Need help with Exqlite segfaulting when timing out

Author of the exqlite library here. I need some help from experienced NIF devs in hunting down the culprit of this SIGSEGV error. This bug has been keeping me awake at night for a few weeks now.

Ya ya ya, it’s C, and I should be using Rust, but right now, I don’t want to make that change just yet for this library. Let’s ignore that for now.

What I am running into is that when I have an sqlite database, and a pool of DBConnections to a single sqlite database resource on disk. SQLite has a write ahead log functionality that works pretty well in most of my use cases that I’ve been hammering it with.

Except for an issue where database connections timeout. In order to simulate the timeouts in a reproduce-able manner, we shortened the timeout window to 1 second, write 1,000 new rows to a single table and queue up 5,000 async tasks to execute the database query.

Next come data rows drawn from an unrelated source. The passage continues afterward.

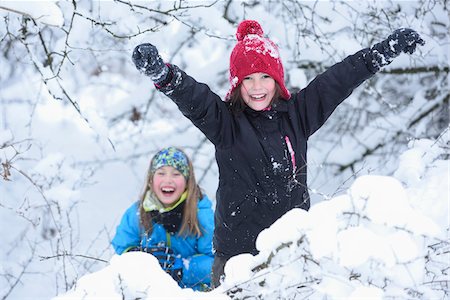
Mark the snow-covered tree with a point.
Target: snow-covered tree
(78, 125)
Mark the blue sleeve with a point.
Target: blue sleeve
(128, 232)
(199, 268)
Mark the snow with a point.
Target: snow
(372, 231)
(382, 235)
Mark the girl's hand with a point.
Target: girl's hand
(401, 40)
(148, 61)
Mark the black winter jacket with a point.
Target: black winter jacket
(257, 182)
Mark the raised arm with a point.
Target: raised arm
(320, 98)
(195, 100)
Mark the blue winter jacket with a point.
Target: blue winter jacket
(197, 251)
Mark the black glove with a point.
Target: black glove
(148, 61)
(168, 261)
(401, 40)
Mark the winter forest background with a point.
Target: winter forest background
(78, 125)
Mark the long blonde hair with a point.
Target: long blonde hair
(189, 225)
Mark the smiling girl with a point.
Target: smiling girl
(172, 220)
(260, 131)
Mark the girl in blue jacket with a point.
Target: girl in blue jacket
(172, 220)
(260, 131)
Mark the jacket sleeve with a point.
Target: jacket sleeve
(200, 265)
(319, 99)
(128, 232)
(199, 104)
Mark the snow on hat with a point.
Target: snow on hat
(173, 157)
(255, 54)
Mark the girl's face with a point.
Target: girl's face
(168, 185)
(257, 90)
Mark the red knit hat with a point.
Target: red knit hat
(255, 54)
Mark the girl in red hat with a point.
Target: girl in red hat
(260, 132)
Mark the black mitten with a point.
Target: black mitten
(401, 40)
(148, 61)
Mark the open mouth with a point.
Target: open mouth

Failing test implemented here:

Can be ran by checking that branch out and running the following

mix test test/exqlite/timeout_segfault_test.exs
4 Likes

Is there a way I can have valgrind with an asdf installation or am I going to need to use some other erlang / elixir version manager to do this?

I’ve debugged my share of C NIFs in the past, so I hope I can provide some help. I pulled your branch and reproduced the segfault. Locally I added some fprintf-based logging to exqlite_close and noticed something that made my raise an eyebrow, so I thought I’d share. If I’m off base here, please let me know.

An fprintf statement in exqlite_close prevents the segfault on my system, so there is definitely a timing element here (race condition). I printed the memory addresses for conn and conn->db and saw many duplicate addresses, which made me wonder if exqlite_close is being called multiple times on the same resource, resulting in a double-free-like segfault when running with high concurrency.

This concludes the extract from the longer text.